Karnawałowe smaki poleca KGW Sudragi - pączki, oponki i faworki
Karnawałowe słodkości poleca KGW Sudragi
Zapewne każdy z nas pamięta z dzieciństwa pieczenie pączków i faworków razem z babcią lub mamą. Pieczono całe góry tych smakołyków. Hmm faworki i pączki …któż ich nie zna? Chyba każdy z nas zajadał się nimi od małego szkraba, kiedy to jeszcze nasze babcie krzątały się przy kaflowych piecach i kuchniach z fajerkami, przygotowując dla wszystkich najprzedniejsze potrawy. To wciąż są dla nas żywe wspomnienia. Zapachy niosły się po całym domu. To były piękne czasy - wspominają Panie z KGW w Sudragach.
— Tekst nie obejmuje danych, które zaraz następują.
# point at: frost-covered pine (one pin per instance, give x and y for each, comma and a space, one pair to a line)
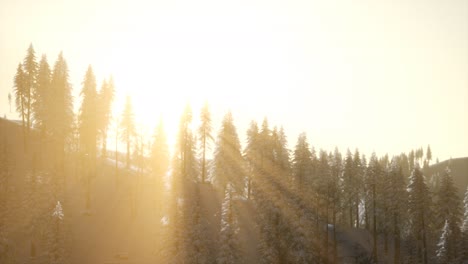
464, 228
465, 215
419, 203
58, 211
56, 249
229, 252
442, 252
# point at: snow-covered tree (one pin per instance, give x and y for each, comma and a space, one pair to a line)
127, 126
301, 163
228, 160
205, 137
448, 207
419, 204
464, 228
57, 250
229, 252
442, 251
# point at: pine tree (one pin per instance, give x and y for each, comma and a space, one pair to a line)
229, 252
19, 89
9, 100
464, 228
205, 136
42, 95
159, 155
419, 203
88, 115
228, 161
442, 252
397, 198
428, 154
448, 210
127, 125
301, 163
348, 189
186, 147
106, 97
251, 154
334, 197
61, 111
56, 243
30, 74
374, 175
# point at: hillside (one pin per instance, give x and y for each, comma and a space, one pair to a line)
459, 172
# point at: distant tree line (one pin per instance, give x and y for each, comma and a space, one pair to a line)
303, 198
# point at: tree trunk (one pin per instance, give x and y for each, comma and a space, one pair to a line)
374, 216
204, 159
396, 240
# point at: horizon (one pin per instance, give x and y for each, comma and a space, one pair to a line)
368, 77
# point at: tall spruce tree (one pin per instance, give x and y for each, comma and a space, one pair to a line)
301, 163
62, 115
228, 161
251, 154
229, 252
205, 137
397, 197
419, 204
30, 75
88, 114
159, 154
19, 88
42, 97
105, 97
374, 173
127, 126
449, 212
464, 227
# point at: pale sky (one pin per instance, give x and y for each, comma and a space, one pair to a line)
384, 76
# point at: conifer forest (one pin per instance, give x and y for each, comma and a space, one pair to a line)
81, 183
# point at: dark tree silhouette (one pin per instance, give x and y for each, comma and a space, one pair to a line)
127, 126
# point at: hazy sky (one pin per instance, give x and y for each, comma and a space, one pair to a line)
384, 76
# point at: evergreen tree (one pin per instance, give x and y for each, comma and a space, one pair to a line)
106, 97
61, 110
348, 189
397, 198
428, 153
88, 115
159, 154
334, 198
9, 100
229, 252
30, 74
442, 252
42, 96
448, 209
186, 147
21, 96
127, 125
374, 174
464, 227
419, 203
301, 163
251, 154
205, 136
228, 161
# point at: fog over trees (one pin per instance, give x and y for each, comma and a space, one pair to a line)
214, 199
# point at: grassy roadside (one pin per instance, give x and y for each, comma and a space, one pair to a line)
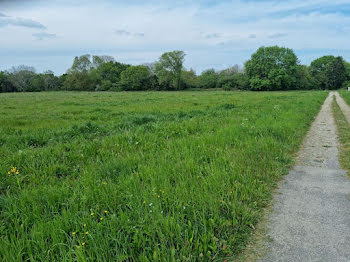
344, 134
142, 176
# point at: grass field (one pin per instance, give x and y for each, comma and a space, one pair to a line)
146, 176
344, 131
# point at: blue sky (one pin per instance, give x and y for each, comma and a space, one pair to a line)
213, 34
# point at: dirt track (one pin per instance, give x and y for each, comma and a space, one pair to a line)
310, 220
A z tradycja jest tak, że trzeba ją podtrzymywać, dlatego członkinie Koła Gospodyń Wiejskich w Sudragach spotkały się podczas warsztatów kulinarnych, aby przygotować najlepsze karnawałowe smakołyki.
W naszej kuchni stawiły się panie zwarte i gotowe do działania. Żadne, ale to żadne pączki i faworki nie smakują tak, jak te przygotowane przez nie. Na prawdziwych jajach, z prawdziwym masłem i konfiturą z prawdziwej róży. Żadna nie potrzebowała receptury skrupulatnie spisanej na kartce papieru - wszystkie miały je w głowach. Doświadczenie zrobiło swoje. Ciasto na faworki zostało w mig zagniecione, potem chwilkę odpoczywało, a potem dostało… lanie. Kto piekł chrust wie, że musi być dobrze obite, żeby było kruche. No i wałkować można tylko w jedną stronę. Tego pilnie i pod groźbą bury pilnowała ciocia Bożenka. Ania i Zuzia skrupulatnie wywijały faworki. W okamgnieniu wszystkie tace zapełniły się nimi. Na blacie obok - panie Mariola, Wiesia, Aldonka i Agata - przygotowywały ciasto na pączki. Ze wszystkimi słusznymi dodatkami. Najlepsze faworki to takie „myk-myk”, czyli małe, na raz do ust, pieczone przez minutę nie więcej. A pączki - niezbyt duże, leciuteńkie i puuulchne - opowiadają członkinie Koła.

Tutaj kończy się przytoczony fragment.